El primer secreto lo reveló en 2008, cuando recibió el Premio Juan Rulfo en la Feria Internacional del Libro de Guadalajara (México) y el segundo, una década más tarde, en un homenaje celebrado allí mismo.
Pero hay una idea que conecta las dos anteriores. La escribió hace 25 años, en 2001, en Babelia, del diario español El País:
“Creo que heredé de mi abuelo el gusto de sentarme callado, a mirar. Él lo hacía en el jardín. Como no tengo jardín lo hago en casa, en los bancos de la calle, en los parques, en los centros comerciales. Durante la época de la facultad, apenas acababa la clase en el depósito de cadáveres, bajaba a la Avenida da Liberdade y, nalga a la derecha, nalga a la izquierda, conquistaba un pequeño espacio de tablas entre dos jubilados. Los jubilados hablan poco y yo también. Sólo me faltaba la pantufla del pie derecho, el cigarrillo liado y el bastón. Normalmente era el último en marcharme. Con la bata en las rodillas veía la ciudad iluminarse”.
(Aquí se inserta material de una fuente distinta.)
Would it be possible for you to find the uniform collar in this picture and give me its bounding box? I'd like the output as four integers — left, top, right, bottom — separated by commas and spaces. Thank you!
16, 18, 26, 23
El lector completa el libro
Pero su proceso literario no terminaba ahí. Faltaba el elemento principal, el que da verdadera vida a sus relatos: “dar un margen de creatividad al lector, con pocos elementos para que pueda escribir su novela”. En cada libro hay menos adjetivos, “para intentar acercarse al silencio”. “Con el paso del tiempo intentas decir la misma cosa con menos palabras. No escribo complejo. Es la vida la que es compleja y recoger sus contradicciones es difícil”, reconoció a Fernando Samaniego en la entrevista a El País con motivo de su novela Exhortación a los cocodrilos (2000).
Y fue aquel día cuando compartió otra visión de su literatura: “Se puede decir que la imaginación es la memoria fermentada, la manera de arreglar los materiales de la memoria”.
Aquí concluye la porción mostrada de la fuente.